Peut-être qu’inconsciemment, on s’est peut-être dit que l’accession en Ligue 1, c’était déjà fait. On a vu lors de notre série de six matches sans victoire que ça allait être difficile jusqu’au bout. Il faut maintenant faire un bon résultat à Montpellier pour entrevoir un peu plus la montée en Ligue 1.

A 21 ans, vous êtes international Espoir français et les observateurs affirment que vous avez une grosse marge de progression. Comment jugez-vous vos performances ?
Je sais que je manque un peu de régularité. Je ne suis pas assez constant.
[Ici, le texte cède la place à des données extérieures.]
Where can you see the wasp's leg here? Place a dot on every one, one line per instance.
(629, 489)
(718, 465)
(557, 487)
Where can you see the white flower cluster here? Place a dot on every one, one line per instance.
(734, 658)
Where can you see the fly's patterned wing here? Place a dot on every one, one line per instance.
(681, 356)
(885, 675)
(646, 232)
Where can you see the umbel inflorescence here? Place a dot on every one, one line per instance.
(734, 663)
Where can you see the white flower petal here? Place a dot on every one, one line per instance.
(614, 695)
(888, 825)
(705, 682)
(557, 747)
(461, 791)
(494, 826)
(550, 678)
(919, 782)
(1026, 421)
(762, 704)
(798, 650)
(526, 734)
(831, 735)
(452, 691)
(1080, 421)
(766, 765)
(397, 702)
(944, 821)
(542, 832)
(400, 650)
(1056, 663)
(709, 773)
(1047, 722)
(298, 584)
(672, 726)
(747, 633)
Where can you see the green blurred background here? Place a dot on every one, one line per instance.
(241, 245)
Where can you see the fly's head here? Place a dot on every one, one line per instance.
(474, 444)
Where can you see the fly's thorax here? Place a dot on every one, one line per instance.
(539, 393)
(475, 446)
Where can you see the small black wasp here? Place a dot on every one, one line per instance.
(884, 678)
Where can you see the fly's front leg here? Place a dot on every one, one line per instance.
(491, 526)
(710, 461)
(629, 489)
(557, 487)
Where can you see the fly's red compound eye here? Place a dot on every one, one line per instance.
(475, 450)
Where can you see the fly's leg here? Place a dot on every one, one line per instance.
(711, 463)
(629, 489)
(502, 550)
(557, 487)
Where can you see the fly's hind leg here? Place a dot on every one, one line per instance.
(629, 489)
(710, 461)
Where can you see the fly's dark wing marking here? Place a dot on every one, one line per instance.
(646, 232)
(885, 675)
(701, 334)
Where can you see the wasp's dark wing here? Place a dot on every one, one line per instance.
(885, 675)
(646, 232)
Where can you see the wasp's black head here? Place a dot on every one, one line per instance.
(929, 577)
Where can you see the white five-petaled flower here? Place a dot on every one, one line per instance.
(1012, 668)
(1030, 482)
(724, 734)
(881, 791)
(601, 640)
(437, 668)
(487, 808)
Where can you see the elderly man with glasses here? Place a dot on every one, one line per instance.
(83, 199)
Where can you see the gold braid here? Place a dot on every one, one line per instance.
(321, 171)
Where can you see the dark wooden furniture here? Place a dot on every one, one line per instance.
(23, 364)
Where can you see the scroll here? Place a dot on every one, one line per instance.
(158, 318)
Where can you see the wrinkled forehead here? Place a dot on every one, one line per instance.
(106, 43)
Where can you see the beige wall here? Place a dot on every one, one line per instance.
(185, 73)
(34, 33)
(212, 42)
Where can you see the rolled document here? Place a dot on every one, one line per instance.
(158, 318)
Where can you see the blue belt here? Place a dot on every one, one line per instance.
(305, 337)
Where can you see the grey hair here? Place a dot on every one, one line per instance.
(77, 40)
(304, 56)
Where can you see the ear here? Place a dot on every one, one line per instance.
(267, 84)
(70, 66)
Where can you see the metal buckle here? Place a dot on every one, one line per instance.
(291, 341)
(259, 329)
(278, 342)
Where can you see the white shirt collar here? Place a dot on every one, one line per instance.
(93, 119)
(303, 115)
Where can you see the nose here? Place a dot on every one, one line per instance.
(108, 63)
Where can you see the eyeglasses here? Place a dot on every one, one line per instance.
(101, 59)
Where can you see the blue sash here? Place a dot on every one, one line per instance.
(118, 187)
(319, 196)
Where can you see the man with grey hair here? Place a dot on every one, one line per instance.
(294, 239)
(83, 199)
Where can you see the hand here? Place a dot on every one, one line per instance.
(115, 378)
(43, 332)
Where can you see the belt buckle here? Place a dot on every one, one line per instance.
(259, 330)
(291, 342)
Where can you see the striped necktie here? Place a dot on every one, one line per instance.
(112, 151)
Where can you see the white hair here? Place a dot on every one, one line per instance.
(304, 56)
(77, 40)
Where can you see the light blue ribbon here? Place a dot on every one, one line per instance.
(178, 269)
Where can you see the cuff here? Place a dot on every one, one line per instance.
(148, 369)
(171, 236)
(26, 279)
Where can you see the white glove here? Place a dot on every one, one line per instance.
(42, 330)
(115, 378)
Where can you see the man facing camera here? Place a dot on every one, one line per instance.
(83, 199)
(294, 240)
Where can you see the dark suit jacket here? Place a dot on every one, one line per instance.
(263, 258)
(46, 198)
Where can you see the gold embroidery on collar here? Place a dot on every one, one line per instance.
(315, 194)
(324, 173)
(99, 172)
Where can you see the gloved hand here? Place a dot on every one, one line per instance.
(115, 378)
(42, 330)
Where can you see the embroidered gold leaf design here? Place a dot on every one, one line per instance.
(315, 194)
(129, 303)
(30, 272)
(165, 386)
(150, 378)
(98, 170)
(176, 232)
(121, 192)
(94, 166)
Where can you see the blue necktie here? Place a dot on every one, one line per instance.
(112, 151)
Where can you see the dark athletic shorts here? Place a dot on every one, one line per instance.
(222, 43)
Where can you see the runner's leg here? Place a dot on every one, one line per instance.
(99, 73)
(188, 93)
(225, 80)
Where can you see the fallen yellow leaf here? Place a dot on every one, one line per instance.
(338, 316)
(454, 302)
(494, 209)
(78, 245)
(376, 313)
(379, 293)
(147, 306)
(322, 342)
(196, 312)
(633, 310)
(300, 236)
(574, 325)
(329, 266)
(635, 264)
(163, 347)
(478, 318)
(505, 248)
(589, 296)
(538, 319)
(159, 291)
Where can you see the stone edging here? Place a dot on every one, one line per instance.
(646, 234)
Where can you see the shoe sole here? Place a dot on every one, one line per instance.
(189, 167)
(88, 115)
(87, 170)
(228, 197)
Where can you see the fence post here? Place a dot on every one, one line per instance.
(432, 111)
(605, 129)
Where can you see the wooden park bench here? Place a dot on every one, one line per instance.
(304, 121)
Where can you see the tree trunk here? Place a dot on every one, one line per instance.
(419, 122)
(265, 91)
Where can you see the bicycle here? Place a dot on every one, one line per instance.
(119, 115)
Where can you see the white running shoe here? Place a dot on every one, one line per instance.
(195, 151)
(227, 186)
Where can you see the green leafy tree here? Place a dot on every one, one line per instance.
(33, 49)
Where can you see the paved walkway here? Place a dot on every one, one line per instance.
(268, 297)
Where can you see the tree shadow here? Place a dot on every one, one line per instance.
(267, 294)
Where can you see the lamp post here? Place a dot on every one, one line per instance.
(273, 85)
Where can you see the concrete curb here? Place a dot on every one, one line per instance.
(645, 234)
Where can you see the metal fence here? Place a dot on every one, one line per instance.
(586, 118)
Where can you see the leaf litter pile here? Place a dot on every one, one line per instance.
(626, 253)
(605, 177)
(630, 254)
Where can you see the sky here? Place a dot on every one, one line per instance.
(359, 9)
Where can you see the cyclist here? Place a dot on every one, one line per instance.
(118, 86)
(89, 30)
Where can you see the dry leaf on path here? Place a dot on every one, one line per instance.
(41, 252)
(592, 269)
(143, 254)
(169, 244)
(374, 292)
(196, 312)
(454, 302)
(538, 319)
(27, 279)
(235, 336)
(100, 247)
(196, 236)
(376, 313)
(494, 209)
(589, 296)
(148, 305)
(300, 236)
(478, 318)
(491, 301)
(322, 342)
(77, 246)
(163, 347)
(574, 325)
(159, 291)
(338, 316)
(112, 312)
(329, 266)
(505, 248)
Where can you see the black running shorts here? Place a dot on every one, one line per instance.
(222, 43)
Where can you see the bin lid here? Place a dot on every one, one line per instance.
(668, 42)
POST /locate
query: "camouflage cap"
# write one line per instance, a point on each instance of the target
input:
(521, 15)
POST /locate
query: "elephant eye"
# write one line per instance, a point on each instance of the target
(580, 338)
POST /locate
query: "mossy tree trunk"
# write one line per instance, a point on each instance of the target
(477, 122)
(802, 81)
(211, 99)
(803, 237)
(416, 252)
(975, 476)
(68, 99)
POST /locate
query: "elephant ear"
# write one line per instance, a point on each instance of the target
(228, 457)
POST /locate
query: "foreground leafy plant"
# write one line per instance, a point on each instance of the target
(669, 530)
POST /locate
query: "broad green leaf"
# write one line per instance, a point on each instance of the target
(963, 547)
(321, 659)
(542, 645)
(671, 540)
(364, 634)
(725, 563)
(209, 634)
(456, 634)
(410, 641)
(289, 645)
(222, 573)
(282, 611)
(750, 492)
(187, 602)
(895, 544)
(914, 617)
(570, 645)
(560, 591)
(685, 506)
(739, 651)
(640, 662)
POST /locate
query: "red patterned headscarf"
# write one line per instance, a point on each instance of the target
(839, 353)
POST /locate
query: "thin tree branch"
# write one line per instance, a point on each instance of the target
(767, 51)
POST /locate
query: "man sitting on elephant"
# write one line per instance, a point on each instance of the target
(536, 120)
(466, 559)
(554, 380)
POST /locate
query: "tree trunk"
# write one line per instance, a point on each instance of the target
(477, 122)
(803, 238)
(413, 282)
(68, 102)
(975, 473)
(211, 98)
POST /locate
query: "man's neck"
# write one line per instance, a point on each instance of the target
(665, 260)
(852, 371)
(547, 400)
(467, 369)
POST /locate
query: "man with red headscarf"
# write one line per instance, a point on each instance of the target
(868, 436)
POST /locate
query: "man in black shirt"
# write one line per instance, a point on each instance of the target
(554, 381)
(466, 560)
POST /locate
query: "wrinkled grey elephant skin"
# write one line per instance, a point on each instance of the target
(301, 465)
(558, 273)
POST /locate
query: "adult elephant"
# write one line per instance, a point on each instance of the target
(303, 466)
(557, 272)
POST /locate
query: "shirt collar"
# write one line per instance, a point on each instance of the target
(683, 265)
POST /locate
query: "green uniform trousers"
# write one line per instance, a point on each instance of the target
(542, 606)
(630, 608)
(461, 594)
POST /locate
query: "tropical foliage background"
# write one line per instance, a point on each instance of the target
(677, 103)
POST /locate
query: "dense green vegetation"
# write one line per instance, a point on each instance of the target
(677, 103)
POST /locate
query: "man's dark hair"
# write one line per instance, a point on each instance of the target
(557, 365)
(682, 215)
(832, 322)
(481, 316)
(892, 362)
Je dois donc progresser sur ce point là mais je me sens de mieux en mieux en ce moment. J’ai encore des lacunes mais avec du temps de jeu et les joueurs qui m’entourent à Lens, je vais progresser.

Votre entraîneur Jean-Guy Wallemme est actuellement sous pression. Il pourrait être remplacé à la fin de la saison...
Les derniers matches ont été difficiles pour nous les joueurs mais également pour lui. Il a une grosse pression sur les épaules car il doit faire remonter le club en Ligue 1. Je trouve que jusqu’ici, il fait du bon travail. Il nous gère bien. Personnellement, je n’ai pas de problèmes avec lui. J’apprends beaucoup sous ses ordres. Je pense qu’il a montré qu’il avait les capacités pour entraîner une grosse équipe. En tout cas, l’an prochain si Lens est en Ligue 1, je ne vois aucun problème pour continuer avec lui.